[Spread-users] Threading of spread daemon

Muthal Sangam sangam at mail.ru
Thu Jun 13 10:24:16 EDT 2002


Hi all,

I am interested in implementing a distributed lock manager and other tricky 
distributed services using spread. But these services are meant to be used from
inside a unix kernel :-)  There are differences in the runtime environment,
regarding
which i need some help/guidance.

I understand spread's present architecture as follows
A spread thread(process) does SERIALLY & IN THE ORDER DESIRED, 
1. Protocol processing 
2. Handling requests from apps ( join/send )
3. Queing of events to apps (message recv/ leave events)

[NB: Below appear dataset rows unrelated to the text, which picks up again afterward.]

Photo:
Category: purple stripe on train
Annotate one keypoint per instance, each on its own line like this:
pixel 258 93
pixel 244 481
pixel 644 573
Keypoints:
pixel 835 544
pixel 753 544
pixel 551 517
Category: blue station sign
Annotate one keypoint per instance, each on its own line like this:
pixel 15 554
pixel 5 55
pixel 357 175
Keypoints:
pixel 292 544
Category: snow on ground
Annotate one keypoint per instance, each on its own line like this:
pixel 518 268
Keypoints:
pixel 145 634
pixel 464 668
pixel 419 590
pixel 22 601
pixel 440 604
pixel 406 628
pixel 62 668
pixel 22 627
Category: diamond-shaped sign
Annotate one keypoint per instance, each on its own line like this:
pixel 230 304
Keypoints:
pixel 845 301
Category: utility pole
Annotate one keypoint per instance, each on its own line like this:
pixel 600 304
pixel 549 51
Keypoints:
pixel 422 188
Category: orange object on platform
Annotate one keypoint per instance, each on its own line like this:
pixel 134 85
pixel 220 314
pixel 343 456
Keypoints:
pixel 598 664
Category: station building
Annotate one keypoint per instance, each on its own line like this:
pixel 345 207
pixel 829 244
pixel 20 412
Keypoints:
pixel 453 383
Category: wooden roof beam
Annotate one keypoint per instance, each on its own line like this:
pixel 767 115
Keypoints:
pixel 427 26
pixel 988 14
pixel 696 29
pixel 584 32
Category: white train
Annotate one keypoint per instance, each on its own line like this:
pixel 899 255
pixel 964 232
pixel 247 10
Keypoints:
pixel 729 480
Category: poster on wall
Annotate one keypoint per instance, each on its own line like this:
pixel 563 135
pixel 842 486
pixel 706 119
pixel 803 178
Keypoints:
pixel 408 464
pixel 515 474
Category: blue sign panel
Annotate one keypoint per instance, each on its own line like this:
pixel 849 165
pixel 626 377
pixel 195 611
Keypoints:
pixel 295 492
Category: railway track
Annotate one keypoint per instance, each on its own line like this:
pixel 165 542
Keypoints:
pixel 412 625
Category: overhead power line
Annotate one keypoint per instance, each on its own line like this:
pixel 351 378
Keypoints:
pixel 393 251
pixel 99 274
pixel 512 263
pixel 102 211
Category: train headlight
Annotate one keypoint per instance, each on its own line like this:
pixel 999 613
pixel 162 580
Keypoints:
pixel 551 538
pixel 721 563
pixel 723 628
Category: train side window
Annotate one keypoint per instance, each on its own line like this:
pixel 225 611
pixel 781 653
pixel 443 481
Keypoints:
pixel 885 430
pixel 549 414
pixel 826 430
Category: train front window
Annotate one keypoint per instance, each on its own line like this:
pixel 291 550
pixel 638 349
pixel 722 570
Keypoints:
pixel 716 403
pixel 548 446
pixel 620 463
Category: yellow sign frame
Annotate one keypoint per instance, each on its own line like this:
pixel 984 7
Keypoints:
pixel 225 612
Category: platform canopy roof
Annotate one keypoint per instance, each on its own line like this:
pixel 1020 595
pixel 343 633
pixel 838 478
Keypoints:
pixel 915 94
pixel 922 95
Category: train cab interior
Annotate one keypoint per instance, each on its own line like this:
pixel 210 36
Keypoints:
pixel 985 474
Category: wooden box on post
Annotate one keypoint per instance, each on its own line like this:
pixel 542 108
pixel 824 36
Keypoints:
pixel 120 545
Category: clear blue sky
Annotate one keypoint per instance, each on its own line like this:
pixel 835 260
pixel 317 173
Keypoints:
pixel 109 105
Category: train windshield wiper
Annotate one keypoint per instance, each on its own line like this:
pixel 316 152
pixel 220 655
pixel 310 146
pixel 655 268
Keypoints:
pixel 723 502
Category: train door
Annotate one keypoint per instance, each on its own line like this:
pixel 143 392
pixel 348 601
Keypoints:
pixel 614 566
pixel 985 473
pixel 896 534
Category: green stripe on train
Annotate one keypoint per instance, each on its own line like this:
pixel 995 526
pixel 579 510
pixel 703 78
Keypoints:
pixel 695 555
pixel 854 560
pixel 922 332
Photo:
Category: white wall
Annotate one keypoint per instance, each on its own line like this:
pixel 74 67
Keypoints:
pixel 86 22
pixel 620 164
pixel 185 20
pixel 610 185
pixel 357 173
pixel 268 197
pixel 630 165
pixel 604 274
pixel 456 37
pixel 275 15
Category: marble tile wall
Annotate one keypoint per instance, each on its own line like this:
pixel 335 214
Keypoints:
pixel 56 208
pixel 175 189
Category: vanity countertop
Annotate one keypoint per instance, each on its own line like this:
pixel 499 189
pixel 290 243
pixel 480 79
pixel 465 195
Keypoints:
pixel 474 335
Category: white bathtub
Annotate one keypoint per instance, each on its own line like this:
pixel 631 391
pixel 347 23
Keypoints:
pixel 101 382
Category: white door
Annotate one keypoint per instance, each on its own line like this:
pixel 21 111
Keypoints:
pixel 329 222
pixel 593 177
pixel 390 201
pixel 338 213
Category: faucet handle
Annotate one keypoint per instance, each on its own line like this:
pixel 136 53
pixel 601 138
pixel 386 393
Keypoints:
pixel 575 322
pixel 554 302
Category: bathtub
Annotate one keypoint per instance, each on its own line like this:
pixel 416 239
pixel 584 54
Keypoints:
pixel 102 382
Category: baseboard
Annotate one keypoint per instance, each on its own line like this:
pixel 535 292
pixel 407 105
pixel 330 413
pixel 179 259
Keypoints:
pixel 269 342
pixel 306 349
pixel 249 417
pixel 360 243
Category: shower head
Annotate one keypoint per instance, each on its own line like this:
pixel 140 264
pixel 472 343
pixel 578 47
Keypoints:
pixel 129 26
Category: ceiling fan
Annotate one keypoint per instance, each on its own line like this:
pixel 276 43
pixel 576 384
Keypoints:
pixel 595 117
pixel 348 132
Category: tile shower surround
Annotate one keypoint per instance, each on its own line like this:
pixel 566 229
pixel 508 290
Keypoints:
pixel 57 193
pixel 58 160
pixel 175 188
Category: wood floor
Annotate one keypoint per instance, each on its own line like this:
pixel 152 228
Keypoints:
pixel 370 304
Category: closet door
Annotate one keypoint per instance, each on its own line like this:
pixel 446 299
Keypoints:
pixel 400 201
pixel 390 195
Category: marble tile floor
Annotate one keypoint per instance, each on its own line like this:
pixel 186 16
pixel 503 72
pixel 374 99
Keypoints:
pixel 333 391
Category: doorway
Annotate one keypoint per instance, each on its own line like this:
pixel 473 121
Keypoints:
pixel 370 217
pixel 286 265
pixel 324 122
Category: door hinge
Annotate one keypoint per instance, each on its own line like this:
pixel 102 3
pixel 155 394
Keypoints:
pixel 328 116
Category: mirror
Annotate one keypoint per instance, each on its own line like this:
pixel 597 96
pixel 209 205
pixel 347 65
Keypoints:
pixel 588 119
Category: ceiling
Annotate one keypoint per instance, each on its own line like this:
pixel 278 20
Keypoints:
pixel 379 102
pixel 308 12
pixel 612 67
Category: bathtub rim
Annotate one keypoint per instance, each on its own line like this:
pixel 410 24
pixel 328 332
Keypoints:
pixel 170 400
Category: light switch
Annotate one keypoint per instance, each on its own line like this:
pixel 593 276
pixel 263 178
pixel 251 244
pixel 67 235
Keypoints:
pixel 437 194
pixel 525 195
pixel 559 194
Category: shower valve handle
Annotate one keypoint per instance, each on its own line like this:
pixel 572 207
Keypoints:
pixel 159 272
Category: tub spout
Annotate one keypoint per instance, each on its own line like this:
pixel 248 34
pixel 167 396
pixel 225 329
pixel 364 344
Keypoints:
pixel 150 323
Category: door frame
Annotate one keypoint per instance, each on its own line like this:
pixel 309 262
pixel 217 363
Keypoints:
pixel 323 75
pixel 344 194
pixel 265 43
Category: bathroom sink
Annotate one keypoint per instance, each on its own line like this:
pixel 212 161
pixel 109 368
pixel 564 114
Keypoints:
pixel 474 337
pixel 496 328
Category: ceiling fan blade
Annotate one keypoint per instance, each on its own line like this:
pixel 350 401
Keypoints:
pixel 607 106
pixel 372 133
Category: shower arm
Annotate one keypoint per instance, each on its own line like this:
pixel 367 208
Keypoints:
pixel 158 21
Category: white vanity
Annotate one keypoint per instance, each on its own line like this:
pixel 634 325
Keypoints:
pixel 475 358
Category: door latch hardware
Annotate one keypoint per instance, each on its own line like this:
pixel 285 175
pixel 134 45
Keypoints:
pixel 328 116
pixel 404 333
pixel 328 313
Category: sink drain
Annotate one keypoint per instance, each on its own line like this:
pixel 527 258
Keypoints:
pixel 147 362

Applications queue requests and read events from a bi-directional stream socket.
When there are no events, they will block. Multiple threads in a single
application
process sharing a group under one process name are protected against 
inconsistent actions of each other in the thread safe user library via locks.

Now, inside the kernel there is no need to use a stream socket to communicate
between spread's thread and the application (the code of both being now inside
the kernel). So this means,

1.  instead of queing requests to spread, in principle the desired
actions can be directly invoked by the application. 
2.  Whenever an event occurs that, the application has to be notified, the app
can be directly called and given a ptr to the message.

In the case of 1, it means that application will call in arbitrarily to what
the spread 
thread was currently doing. It can even be going on concurrently if there are 
multiple cpus. Can i approach this problem by not allowing app calls until its
"SAFE" to do so, by means of locks. Both the spread thread and the application
threads that request will serialize on some big lock. This makes the order of
calling non-deterministic ( i think there is some priority in handling events),
as
we cant say who will get the lock. Does it matter here ?

In the case of 2, when the appcode is directly called, it can sometimes call
back
with requests!, will this re-enterancy be safe ?!